Meine Vorgesetzten liessen sich überzeugen, es damit versuchsweise zu probieren. Denn: die Möglichkeiten waren aus Marketing-Sicht schier unerschöpflich.
Am meisten gefiel mir, dass man mit ihm dreidimensional zeichnen konnte. Hier einige Beispiele aus den Moodboards:
Ich machte mich also daran, mir vorzustellen, wie eine Kampagne aussehen könnte und lernte, mit dem roten Faden zu zeichnen.
Danach entwarf ich erste Anzeigensujets: 
Zum Frankenschock,
zur humanitären Katastrophe unserer Zeit,
zur «Willkommenskultur»,
und zur Durchsetzungsinitative.
Das Konzept kam an.
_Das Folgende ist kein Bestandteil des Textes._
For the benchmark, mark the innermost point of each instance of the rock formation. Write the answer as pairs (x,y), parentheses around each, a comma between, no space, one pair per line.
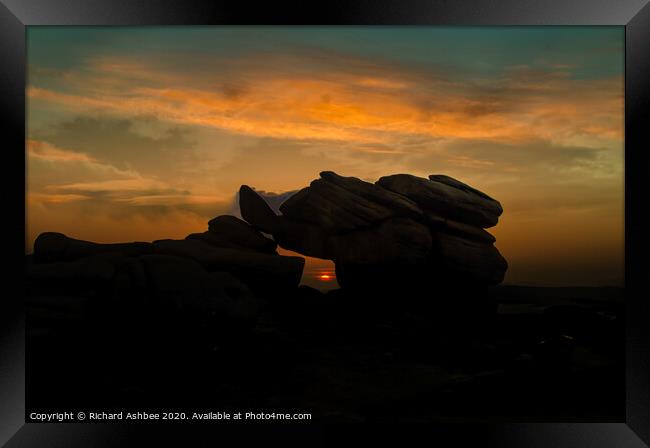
(401,230)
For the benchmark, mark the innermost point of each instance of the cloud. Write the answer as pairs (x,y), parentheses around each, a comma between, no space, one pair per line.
(332,96)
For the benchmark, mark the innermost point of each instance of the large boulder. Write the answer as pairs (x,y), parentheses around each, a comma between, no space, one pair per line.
(399,229)
(333,208)
(54,246)
(396,240)
(232,230)
(183,285)
(256,269)
(447,198)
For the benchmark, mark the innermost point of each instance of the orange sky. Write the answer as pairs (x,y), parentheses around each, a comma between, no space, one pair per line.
(139,135)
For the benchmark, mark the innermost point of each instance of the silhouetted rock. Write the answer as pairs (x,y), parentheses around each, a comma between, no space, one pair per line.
(252,267)
(333,208)
(307,239)
(478,261)
(231,229)
(94,271)
(53,246)
(452,202)
(184,286)
(395,240)
(374,193)
(256,211)
(401,220)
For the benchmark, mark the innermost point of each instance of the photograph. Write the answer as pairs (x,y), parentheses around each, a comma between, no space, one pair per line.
(315,224)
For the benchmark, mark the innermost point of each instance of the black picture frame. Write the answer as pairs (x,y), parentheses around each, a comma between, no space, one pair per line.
(634,15)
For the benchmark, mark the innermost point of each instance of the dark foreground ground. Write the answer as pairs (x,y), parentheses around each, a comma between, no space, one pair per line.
(541,354)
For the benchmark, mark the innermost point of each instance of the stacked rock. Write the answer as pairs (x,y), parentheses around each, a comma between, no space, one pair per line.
(401,231)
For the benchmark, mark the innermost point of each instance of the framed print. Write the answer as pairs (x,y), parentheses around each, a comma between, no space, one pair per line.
(366,213)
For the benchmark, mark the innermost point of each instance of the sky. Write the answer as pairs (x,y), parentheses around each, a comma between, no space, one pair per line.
(147,133)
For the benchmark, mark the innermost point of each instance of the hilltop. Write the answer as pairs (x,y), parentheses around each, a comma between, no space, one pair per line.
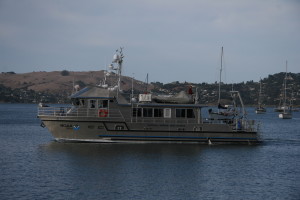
(56,86)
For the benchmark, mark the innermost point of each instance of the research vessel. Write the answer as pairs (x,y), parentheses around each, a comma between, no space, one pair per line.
(106,114)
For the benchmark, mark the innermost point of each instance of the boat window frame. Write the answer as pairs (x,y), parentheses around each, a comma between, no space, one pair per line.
(158,112)
(136,112)
(94,105)
(167,112)
(190,115)
(147,112)
(102,103)
(180,112)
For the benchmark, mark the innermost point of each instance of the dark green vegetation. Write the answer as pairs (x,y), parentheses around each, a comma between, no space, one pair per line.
(272,89)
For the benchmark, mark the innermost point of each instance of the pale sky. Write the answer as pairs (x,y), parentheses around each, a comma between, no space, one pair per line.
(171,40)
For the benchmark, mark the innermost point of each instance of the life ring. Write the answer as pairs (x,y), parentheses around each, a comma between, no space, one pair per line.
(103,113)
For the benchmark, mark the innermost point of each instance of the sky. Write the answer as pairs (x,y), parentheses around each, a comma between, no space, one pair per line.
(170,40)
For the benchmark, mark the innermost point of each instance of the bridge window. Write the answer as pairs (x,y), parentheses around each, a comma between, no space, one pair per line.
(167,112)
(136,112)
(158,112)
(92,103)
(102,103)
(147,112)
(190,113)
(180,113)
(185,113)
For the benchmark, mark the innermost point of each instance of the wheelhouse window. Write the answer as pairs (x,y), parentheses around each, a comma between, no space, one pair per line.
(136,112)
(147,112)
(190,113)
(167,112)
(158,112)
(185,113)
(82,102)
(180,113)
(92,103)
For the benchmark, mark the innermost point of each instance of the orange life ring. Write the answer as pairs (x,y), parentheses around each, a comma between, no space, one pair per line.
(103,113)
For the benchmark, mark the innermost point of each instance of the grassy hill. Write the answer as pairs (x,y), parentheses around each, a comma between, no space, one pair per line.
(56,86)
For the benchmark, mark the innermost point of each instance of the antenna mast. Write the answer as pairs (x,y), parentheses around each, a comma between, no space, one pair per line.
(220,76)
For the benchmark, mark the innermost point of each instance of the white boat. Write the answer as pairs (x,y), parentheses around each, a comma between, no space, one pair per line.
(287,111)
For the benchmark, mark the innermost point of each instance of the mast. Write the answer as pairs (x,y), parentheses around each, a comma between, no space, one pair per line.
(284,103)
(118,59)
(259,95)
(220,76)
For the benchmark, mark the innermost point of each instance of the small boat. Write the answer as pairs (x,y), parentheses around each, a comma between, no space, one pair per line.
(107,114)
(287,111)
(260,109)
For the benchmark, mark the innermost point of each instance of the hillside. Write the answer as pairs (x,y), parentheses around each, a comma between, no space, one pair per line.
(56,86)
(58,81)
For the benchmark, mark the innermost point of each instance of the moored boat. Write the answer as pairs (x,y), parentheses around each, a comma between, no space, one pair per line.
(287,111)
(106,114)
(260,109)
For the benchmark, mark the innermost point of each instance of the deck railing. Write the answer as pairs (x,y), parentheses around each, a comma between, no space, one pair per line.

Nach einigen Workshops und Präsentationen wollte man es auf Herz und Nieren prüfen, in dem man den roten Faden versuchsweise bereits in ein Manual verpackt zu sehen wünschte. Das Ganze war eingebettet in einen laufenden Rebranding-Prozess, in der wir neben der Dachmarke auch alle Produktmarken neu zu positionieren suchten.
Soweit der aktuelle Stand des Projektes (Sommer 2016). Ob es je das Versuchsstadium verlassen wird, kann ich nicht mehr beeinflussen.